本文

 以下、本編クライマックス手前までの1万文字ダイジェストになります。

 細かな展開はプロットと異なりますが、ご了承ください。














「いっけな~い、遅刻ちこく~‼」


 私、ほし凛子りんこ17歳。

 ちょっと貧乏なのがたまきずな、どこにでもいる普通の女子高生。

 強いて人と違うところを挙げるとすれば、ソ連の最高指導者ヨシフ・スターリンの生まれ変わりってことかな?





   ⭐   🍎





「いっけね、遅刻ちこく‼」


 俺、日野ひの寅男とらお17歳。

 人よりちっとばかり金持ちな家に生まれた、どこにでもいる普通の高校生。

 強いて人と違うところを挙げるとすれば、ナチス・ドイツの総統アドルフ・ヒトラーの生まれ変わりってことかな?


「転校初日から遅刻なんて――うわ⁉」





   ⭐   🍎





「きゃあ‼」


 四つ角を曲がった瞬間、見知らぬ男の子が飛び出してきた!


 ごっち~ん⭐





   ⭐   🍎





 出会ってはならない二人が出会い、

 地獄のドタバタコメディが今、幕を開ける――――……

























 TS星凛子スターリン × 転生日野寅男ヒトラー











   ⭐   🍎



⭐ ほし 凛子りんこ 1 🍎



 生まれ変わったら、日本人の女イポーンカだった。


 ロシア語を口にする赤子わたしに母はたいそう戸惑ったそうだが、それは私も同じだった。

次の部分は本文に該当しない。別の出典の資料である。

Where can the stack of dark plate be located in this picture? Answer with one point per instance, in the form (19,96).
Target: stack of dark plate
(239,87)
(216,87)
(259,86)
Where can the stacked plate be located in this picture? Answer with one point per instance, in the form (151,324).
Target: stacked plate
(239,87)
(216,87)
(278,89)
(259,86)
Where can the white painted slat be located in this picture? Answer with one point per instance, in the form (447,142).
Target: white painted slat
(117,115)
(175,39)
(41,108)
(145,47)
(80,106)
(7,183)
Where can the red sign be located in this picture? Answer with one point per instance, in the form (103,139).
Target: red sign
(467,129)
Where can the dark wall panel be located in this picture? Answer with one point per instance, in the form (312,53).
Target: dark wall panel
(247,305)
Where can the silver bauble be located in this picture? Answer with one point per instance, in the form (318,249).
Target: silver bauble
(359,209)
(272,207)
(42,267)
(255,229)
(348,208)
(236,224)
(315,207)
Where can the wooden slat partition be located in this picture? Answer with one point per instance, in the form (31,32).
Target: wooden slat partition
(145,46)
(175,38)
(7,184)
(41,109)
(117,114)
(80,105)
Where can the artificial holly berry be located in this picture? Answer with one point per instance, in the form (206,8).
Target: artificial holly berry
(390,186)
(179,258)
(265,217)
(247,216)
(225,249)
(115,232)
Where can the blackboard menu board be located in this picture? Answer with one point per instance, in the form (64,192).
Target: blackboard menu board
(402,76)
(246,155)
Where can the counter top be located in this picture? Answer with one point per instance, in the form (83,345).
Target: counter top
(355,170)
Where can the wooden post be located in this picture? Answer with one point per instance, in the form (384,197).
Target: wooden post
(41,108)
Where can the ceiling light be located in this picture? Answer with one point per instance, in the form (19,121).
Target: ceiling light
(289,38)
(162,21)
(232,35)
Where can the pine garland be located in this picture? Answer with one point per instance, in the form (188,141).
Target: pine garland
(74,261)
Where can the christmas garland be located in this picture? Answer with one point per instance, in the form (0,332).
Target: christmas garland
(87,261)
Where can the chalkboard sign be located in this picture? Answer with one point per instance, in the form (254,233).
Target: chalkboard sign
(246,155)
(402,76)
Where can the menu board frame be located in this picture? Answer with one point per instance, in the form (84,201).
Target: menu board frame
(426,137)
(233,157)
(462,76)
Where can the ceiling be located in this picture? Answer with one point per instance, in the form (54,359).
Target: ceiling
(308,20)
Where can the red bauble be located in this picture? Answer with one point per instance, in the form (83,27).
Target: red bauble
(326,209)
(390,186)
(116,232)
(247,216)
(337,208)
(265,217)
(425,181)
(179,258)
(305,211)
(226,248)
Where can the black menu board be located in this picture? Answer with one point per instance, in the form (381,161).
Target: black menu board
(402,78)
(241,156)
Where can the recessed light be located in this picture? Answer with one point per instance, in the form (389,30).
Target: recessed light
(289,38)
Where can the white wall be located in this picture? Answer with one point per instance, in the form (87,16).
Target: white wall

 とはいえそれも、十何年の昔の話。そんな回想にひたっているヒマなどない。


 私は、忙しいのだ。


 新聞配達を終え、弟たちを叩き起こしてメシを食わせて幼稚園に叩き込み、遅刻しそうな通学路を愛車(1万円のママチャリ、5年物)で爆走していると、


「うわ⁉」


「きゃあ‼」


 四つ角で、見知らぬ男子生徒と接触してしまった。


 ちなみに「きゃあ」と言ったのは私だ。

 信じがたいことだが、17年も生きていると、自然と女言葉が出てくるようになってしまった。


「キミ、大丈夫⁉」


 慌てて愛車から降り、男子生徒に手を差し伸べる。


 ウチの高校の制服だ。

 が、顔は見たことがない。

 全校生徒、教師、OBに至るまでの氏名・嗜好・弱みの全てを把握・掌握している私が知らないということは、転校生だということだ。


 つまり第一印象が命。

 だから、


「お前、どこ見て走ってんだ⁉」


 男子生徒の罵倒にも耐えることにした。


「ごめんなさい! お怪我はありませんか?」


 うるうると泣きそうな顔を作り、手を差し伸べる。

 男子生徒はうろたえたようだ。


 ほし凛子りんこ17歳。

 身長145cm、体重4■kg(検閲済)。

 二重まぶたの大きな目に、柔和そうな顔立ち。

 清楚さを醸成している長い黒髪。

 今世の容姿が日本人男児ウケが良いことは、実証済みだ。


「……大丈夫だ」


 泣きマネが功を奏したのか、男子生徒が大人しくこちらの手を取る。





 ――瞬間、脳が沸騰した。





 暗くジメついたベルリンの地下壕、


   空襲のいななき、


     血まみれの将兵たちの悲鳴、


    T-34中戦車が地上を蹂躙していく地響き、


  なかなか毒薬を飲んでくれない愛犬、


    自殺前夜の結婚式、


      新妻との最後の口付け、


        拳銃自殺。





「きゃぁあああッ‼」

「うわぁあああッ‼」


 男子生徒の手から流れ込んでくるイメージ。

 これは――


「アンタ、ヒトラー⁉」


「お前、スターリンか⁉」


 何てことだろう。

 半世紀以上の時を経て、地獄の殺し合いをした宿敵と再会してしまった!


「まさかアンタまで転生してたなんて! 『帰ってきたヒトラー』よりも悪趣味――うげっ⁉」


 私の言葉は続かなかった。


「貴様ぁああッ‼」


 男子生徒――ヒトラーに首を絞められたからだ!

 前世に輪をかけて背が低い私は、180cmはありそうなヒトラーに吊り上げられるような格好になる。


「うぐぐ……」


 壁に背を押し付けられて、足が、爪先が地面につかない!


「よくも俺を殺したなぁああッ‼」


 ああ、そうか。

 今、私の中に流れ込んできたのは、我が軍にベルリンを包囲され、総統地下壕で絶 望のうちに死んでいったアドルフ・ヒトラーの走馬灯だったのか。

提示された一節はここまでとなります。